Он весь в огне, он весь в крови.

Гляди — они бегут назад,

Гляди — они в снегу лежат.

Пылает море серых крыш,

И на заре горит Париж,

Как будто холод тех могил

Его согрел и оживил.

Я вижу свет и снег в крови.

Я буду жить. И ты живи.

1942

215. «Так ждать, чтоб даже память вымерла…»

Так ждать, чтоб даже память вымерла,

Чтоб стал непроходимым день,

Чтоб умирать при милом имени

И догонять чужую тень,

Чтоб не довериться и зеркалу,

Чтоб от подушки утаить,

Чтоб свет своей любви и верности

Зарыть, запрятать, затемнить,

Чтоб пальцы невзначай не хрустнули,

Чтоб вздох и тот зажать в руке.

Так ждать, чтоб, мертвый, он почувствовал

Горячий ветер на щеке.

1942

216. «Он пригорюнится, притулится…»

Он пригорюнится, притулится,

Свернет, закурит и вздохнет,

Что есть одна такая улица,

А улицы не назовет.

Врага он встретит у обочины.

А вдруг откажет пулемет,

Он скажет: «Жить кому не хочется»

И сам с гранатой поползет.

1942

217. «Когда закончен бой, присев на камень…»

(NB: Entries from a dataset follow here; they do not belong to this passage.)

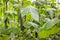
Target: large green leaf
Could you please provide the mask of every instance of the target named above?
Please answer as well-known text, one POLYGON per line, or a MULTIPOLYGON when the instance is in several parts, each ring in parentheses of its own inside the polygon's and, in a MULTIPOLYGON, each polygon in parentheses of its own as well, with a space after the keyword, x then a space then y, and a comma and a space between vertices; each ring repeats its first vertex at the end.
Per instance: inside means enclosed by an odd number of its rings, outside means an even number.
POLYGON ((38 11, 35 7, 33 7, 33 6, 25 7, 22 9, 21 12, 23 15, 27 15, 27 13, 30 12, 32 18, 36 21, 39 21, 39 14, 38 14, 38 11))
POLYGON ((57 33, 59 31, 59 27, 52 27, 51 29, 49 30, 40 30, 38 32, 38 35, 39 35, 39 38, 46 38, 48 37, 50 34, 54 34, 54 33, 57 33))

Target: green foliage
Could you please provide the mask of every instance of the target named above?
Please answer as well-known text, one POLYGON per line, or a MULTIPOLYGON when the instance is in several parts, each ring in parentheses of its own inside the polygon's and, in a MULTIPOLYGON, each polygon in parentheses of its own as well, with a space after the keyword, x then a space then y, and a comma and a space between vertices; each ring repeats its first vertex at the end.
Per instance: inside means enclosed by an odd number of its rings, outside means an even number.
POLYGON ((0 0, 0 40, 50 40, 50 35, 60 35, 58 5, 55 0, 0 0))

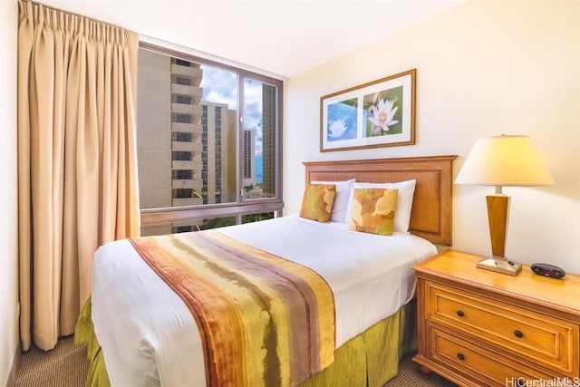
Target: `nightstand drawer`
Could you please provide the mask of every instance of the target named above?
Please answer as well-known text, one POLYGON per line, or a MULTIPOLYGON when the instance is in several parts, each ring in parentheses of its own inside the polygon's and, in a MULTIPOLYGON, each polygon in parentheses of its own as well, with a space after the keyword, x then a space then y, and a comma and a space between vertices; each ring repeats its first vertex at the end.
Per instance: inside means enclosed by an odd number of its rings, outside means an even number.
POLYGON ((431 281, 425 287, 430 321, 566 376, 578 376, 574 364, 574 352, 580 346, 577 324, 431 281))
POLYGON ((437 327, 429 327, 429 336, 430 357, 455 368, 471 380, 476 379, 478 382, 474 382, 474 385, 519 385, 517 382, 553 379, 549 374, 474 345, 437 327))

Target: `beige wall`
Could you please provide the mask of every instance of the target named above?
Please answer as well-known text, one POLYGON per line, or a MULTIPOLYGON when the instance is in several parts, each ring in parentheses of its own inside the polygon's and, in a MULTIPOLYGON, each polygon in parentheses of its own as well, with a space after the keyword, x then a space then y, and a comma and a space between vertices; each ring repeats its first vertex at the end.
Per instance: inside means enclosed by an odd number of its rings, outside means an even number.
MULTIPOLYGON (((475 140, 527 134, 556 184, 505 188, 506 254, 580 273, 580 2, 471 0, 293 77, 285 85, 285 214, 298 212, 304 160, 456 154, 475 140), (320 97, 417 69, 416 144, 319 152, 320 97)), ((485 195, 454 186, 454 247, 489 254, 485 195)))
POLYGON ((0 385, 18 345, 16 54, 18 3, 0 1, 0 385))

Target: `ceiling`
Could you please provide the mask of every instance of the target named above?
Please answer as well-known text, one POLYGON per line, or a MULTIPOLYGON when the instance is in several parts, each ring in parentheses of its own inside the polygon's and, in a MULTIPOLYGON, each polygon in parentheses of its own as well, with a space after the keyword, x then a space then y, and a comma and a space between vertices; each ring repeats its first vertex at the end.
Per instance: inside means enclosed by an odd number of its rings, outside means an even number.
POLYGON ((41 0, 288 78, 464 0, 41 0))

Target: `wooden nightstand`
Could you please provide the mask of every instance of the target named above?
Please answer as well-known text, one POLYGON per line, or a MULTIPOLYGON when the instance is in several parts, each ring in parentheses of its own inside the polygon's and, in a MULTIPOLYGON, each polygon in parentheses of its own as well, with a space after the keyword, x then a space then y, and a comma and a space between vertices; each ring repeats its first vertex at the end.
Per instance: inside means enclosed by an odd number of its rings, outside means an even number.
POLYGON ((421 371, 465 386, 578 385, 580 276, 507 276, 479 259, 448 250, 414 266, 421 371))

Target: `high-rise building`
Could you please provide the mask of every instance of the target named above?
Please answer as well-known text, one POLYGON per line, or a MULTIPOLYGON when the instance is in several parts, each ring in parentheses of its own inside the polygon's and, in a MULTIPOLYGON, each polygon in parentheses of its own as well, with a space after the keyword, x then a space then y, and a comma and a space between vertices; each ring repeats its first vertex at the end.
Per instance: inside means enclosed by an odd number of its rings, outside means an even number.
MULTIPOLYGON (((201 101, 202 77, 199 64, 140 50, 137 151, 141 208, 236 199, 237 112, 227 104, 201 101)), ((185 231, 194 223, 147 231, 185 231)))
POLYGON ((262 190, 264 198, 276 197, 276 88, 262 85, 262 190))
POLYGON ((244 187, 256 184, 256 130, 244 130, 244 187))

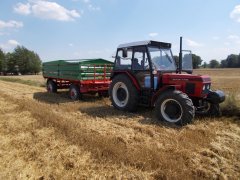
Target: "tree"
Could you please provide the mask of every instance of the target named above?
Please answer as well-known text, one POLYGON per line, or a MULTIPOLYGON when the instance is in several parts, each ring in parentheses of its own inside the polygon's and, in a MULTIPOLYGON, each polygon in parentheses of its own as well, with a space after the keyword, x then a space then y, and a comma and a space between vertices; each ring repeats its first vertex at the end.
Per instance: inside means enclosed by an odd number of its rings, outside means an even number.
POLYGON ((3 72, 4 58, 5 58, 4 52, 0 48, 0 72, 3 72))
POLYGON ((211 60, 209 63, 210 68, 218 68, 219 66, 220 66, 220 63, 215 59, 211 60))
POLYGON ((21 74, 36 74, 41 70, 41 60, 38 54, 23 46, 17 46, 14 49, 12 58, 15 61, 15 71, 19 70, 21 74))
POLYGON ((227 57, 227 67, 236 68, 238 67, 238 55, 231 54, 227 57))
POLYGON ((193 60, 193 69, 199 68, 199 66, 202 64, 202 59, 200 56, 197 56, 196 54, 192 54, 192 60, 193 60))
POLYGON ((203 68, 207 68, 208 64, 206 62, 203 63, 203 68))

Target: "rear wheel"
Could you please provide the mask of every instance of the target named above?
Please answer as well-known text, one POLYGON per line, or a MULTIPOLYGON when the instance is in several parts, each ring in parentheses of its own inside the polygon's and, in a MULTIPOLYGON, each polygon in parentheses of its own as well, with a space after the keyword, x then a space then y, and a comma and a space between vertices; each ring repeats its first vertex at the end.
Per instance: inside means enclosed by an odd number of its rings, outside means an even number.
POLYGON ((125 74, 114 77, 109 88, 109 95, 115 108, 130 112, 136 111, 138 91, 125 74))
POLYGON ((106 98, 106 97, 109 97, 109 94, 108 94, 108 91, 101 91, 101 92, 98 92, 98 96, 101 98, 106 98))
POLYGON ((69 88, 69 97, 74 100, 77 101, 80 99, 81 97, 81 93, 80 93, 80 89, 79 86, 72 84, 69 88))
POLYGON ((47 81, 47 91, 50 93, 56 93, 57 92, 57 84, 53 80, 47 81))
POLYGON ((159 120, 177 125, 188 124, 195 116, 192 100, 177 90, 167 91, 159 96, 155 108, 159 120))

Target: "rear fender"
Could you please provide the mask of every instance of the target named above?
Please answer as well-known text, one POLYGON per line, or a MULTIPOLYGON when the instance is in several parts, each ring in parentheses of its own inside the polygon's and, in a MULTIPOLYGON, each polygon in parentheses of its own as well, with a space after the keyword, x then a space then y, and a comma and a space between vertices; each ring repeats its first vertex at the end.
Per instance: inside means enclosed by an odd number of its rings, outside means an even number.
POLYGON ((132 81, 133 85, 136 87, 137 91, 140 91, 140 85, 137 81, 137 79, 134 77, 134 75, 132 75, 132 73, 128 72, 128 71, 115 71, 111 74, 111 80, 113 80, 113 78, 119 74, 125 74, 126 76, 129 77, 129 79, 132 81))
POLYGON ((177 89, 176 85, 167 85, 162 88, 160 88, 152 97, 151 99, 151 106, 154 107, 155 103, 160 95, 162 95, 166 91, 174 91, 177 89))

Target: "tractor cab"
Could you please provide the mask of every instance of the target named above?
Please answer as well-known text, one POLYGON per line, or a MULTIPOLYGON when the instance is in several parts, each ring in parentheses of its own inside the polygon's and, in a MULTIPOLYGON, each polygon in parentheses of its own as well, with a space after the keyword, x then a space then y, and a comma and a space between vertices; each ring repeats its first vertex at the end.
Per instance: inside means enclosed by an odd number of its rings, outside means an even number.
POLYGON ((113 106, 126 111, 155 107, 159 119, 176 124, 191 122, 195 111, 219 114, 224 93, 210 89, 209 76, 192 74, 191 51, 182 50, 182 38, 180 42, 178 62, 170 43, 119 45, 109 89, 113 106))
MULTIPOLYGON (((181 62, 181 71, 192 73, 191 51, 184 51, 181 62)), ((153 92, 163 86, 163 74, 179 72, 178 63, 173 58, 170 43, 140 41, 118 46, 114 72, 127 71, 136 78, 141 90, 153 92)))

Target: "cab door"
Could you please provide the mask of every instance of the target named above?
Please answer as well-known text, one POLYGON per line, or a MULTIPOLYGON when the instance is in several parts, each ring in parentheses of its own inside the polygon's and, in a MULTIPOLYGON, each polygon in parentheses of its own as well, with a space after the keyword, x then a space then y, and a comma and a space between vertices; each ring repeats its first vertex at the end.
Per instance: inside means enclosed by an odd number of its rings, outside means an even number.
POLYGON ((140 104, 149 105, 152 94, 149 56, 145 46, 133 48, 132 73, 140 87, 140 104))

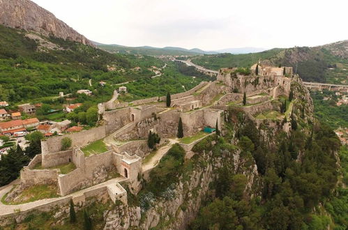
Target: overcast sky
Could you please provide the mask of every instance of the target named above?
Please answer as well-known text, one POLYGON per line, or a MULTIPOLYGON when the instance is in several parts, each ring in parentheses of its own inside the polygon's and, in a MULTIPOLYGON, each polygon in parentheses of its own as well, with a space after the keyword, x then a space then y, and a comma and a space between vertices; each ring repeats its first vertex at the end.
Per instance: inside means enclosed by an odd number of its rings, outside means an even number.
POLYGON ((32 0, 105 44, 263 48, 348 39, 347 0, 32 0))

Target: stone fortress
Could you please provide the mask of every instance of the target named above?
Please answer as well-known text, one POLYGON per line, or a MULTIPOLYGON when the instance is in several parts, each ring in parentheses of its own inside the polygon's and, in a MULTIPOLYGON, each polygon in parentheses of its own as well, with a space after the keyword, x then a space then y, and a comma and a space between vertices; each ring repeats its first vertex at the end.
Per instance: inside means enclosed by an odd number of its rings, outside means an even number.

Когда закончен бой, присев на камень,

В грязи, в поту, измученный солдат

Глядит еще незрячими глазами

И другу отвечает невпопад.

Он, может быть, и закурить попросит,

Но не закурит, а махнет рукой.

Какие жал он трудные колосья,

И где ему почудился покой?

Он с недоверьем оглядит избушки

Давно ему знакомого села,

И, невзначай рукой щеки коснувшись,

Он вздрогнет от внезапного тепла.

1942

218. «На небо зенитки смотрят зорко…»

На небо зенитки смотрят зорко,

А весна — весной, грачи — грачами.

Девушка в линялой гимнастерке

С яркими зелеными зрачками.

Покричала, поворчала пушка

И замолкла. Тишина какая!

Только долгий счет ведет кукушка

И, сбиваясь, снова начинает.

Девушка про счастье загадала,

Сколько жить ей — много или мало.

И зенитки на небо смотрели.

А кукушка просто куковала,

И деревья просто зеленели.

1942

219. «С ручной гранатой иль у пушки…»

С ручной гранатой иль у пушки,

Иль в диком конников строю

Он слышит, как услышал Пушкин:

«Есть упоение в бою».

Он знает всё. Спокойно целясь,

Он к смерти запросто готов.

Но для него всё та же прелесть

В звучании далеких слов,

И, смутным гулом русской речи

Как бы наполнен до краев,

Он смерти кинется навстречу

И не почувствует ее.

1942

220. «Когда враждебным небо стало…»

Когда враждебным небо стало,

Нарисовали мы дома,

Прикрыли зеленью каналы

И даже смерть свели с ума.

Кто вырастил густые рощи,

Кто город весь перевернул,

Кто превратил пустую площадь

В какой-то сказочный аул?

Не так ли ночью перед боем

Полуразбуженный солдат

Преображает всё былое

В один необозримый сад,

Чтоб не было того, что было,

Чтоб за минуту до конца

Зеленая листва прикрыла

Черты любимого лица.

1942

221. «Зайдешь к танкистам, и в чужой землянке…»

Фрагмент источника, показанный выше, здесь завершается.